17 Gedanken zu „Die äußerst unbefriedigende Abweichung zwischen Sein und Sollen

  1. REPLY:

    Hmm, also mir wäre ein solches Leben entschieden zu langweilig. Bedenke auch,
    dass die meisten glücklichen Leute schon bald nahe am Verblöden sind.
    Was aber soll: „so schreiben, wie ich es können möchte und doch nicht kann“?
    Noch besser schreiben als Modeste?
    Da Du den ganz normalen Alltag in reine Poesie verwandelst, liegst es wirklich
    nicht an der Schreibkunst, eher am Gegenstand. Ich würde dann eher empfehlen:
    Lebe wild und gefährlich.
    Was käme dabei für eine Literatur heraus!

  2. Beeindruckend…

    wie Abwesenheit, (von was eigentlich?), wieder einmal ihre/Ihre Produktivkräfte
    entfaltet hat…

    „Nicht, was mich verdross, nichts, was mich freute…
    Niederrinnt ein schmerzloses Heute.
    (C.F.Meyer)

    Ihre Schmerzen möchte ich gerne haben…es würde mir so leicht an Nichts mangeln!

  3. „Lass es Dir gutgehen. Prinzessin!“ schreit es von der Spree rüber. Hören Sie´s?

    (Dies ist eine Lesebestätigung.

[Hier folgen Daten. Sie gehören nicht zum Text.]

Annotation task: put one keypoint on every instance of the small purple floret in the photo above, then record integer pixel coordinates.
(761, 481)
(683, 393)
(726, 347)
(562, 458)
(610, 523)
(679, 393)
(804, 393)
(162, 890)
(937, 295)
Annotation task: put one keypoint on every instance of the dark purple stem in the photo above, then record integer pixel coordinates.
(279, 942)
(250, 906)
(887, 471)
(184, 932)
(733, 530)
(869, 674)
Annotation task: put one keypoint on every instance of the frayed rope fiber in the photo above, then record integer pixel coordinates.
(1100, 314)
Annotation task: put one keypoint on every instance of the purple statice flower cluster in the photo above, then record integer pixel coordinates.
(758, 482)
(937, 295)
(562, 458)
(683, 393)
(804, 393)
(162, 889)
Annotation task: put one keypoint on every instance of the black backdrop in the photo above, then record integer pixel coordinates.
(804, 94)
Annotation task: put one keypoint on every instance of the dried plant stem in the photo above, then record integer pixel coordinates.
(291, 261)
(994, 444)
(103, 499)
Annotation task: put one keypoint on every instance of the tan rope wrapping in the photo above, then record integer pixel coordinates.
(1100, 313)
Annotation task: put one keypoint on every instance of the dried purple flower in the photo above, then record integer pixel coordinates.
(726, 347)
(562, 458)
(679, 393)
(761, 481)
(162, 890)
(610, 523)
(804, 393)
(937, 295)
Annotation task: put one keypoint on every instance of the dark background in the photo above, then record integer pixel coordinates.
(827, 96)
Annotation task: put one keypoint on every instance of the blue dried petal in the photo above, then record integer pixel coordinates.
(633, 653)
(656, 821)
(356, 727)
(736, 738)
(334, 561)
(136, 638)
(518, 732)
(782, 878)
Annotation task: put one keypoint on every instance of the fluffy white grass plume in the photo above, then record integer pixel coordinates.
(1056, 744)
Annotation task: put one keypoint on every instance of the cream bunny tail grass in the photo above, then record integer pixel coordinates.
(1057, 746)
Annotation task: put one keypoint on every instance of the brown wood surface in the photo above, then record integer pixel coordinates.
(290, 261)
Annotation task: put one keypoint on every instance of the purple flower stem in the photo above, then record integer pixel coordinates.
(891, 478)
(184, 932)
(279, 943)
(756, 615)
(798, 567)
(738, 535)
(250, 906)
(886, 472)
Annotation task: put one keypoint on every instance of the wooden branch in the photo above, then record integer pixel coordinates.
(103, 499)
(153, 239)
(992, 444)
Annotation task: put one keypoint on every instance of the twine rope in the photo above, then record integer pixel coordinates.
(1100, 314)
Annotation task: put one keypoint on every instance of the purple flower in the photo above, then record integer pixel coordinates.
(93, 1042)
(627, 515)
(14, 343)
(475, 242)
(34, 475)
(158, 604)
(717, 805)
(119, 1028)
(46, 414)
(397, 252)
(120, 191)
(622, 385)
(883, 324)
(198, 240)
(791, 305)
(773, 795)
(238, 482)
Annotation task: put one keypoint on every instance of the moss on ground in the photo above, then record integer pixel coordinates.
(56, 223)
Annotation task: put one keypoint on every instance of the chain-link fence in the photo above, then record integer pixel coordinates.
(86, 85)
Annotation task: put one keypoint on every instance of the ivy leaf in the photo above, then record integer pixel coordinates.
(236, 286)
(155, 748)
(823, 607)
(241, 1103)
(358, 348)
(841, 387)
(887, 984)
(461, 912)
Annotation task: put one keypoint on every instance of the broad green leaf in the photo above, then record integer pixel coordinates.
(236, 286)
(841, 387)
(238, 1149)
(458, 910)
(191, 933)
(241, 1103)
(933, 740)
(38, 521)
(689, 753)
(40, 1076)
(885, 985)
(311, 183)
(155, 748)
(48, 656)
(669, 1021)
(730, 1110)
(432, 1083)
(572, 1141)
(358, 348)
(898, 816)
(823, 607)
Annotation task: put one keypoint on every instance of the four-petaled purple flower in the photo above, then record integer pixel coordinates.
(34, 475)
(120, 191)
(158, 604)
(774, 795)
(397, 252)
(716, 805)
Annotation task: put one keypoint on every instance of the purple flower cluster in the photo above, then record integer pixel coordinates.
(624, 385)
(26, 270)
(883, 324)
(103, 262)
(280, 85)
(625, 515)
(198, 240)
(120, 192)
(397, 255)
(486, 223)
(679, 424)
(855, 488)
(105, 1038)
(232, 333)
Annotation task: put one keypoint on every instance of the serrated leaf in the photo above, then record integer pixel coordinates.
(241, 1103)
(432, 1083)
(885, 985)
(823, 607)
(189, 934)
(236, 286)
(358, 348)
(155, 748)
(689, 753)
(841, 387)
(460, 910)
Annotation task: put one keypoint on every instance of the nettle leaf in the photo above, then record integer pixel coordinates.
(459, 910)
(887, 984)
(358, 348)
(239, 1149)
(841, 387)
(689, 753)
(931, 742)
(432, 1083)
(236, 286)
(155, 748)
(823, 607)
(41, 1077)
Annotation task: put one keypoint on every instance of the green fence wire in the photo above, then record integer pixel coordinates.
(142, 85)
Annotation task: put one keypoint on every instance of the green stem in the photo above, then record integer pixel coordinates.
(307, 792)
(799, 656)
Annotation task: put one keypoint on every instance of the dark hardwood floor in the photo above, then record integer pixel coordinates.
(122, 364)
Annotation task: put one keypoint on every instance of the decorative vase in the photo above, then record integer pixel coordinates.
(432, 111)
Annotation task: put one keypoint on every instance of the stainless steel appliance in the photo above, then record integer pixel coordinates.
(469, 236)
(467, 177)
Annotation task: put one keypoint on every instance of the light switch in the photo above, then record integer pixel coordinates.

Nur weil Texte szu schön zum kaputtkommentieren sind, kann man sie nicht mit ewigen Schweigen bestrafen.)

  4. Stiller Protest

    Liebe Frau Modeste!

    Eigentlich möchte ich protestieren, wenn sie schreiben, sie würden so gerne Schreiben können, wie sie es möchten. Ich liebe ihre Erzählungen.

    Wir teilen uns die Liebe zu Büchern. Und tatsächlich, Männer sind immer anders.

  5. Danke allerseits für die guten Wünsche und Komplimente, aber da ist derzeit wenig zu machen, und das schon gegenwärtig erhebliche Pensum soll sich, habe ich gehört, demnächst noch einmal ordentlich erhöhen. Gefaulenzt, habe ich mir vorgenommen, wird aber wieder im nächsten Leben, und gut geht’s mir schon, nur die Tage sind immer, immer, immer zu kurz für alle Leben, die man führen muss, um glücklich oder auch nur vollständig zu sein.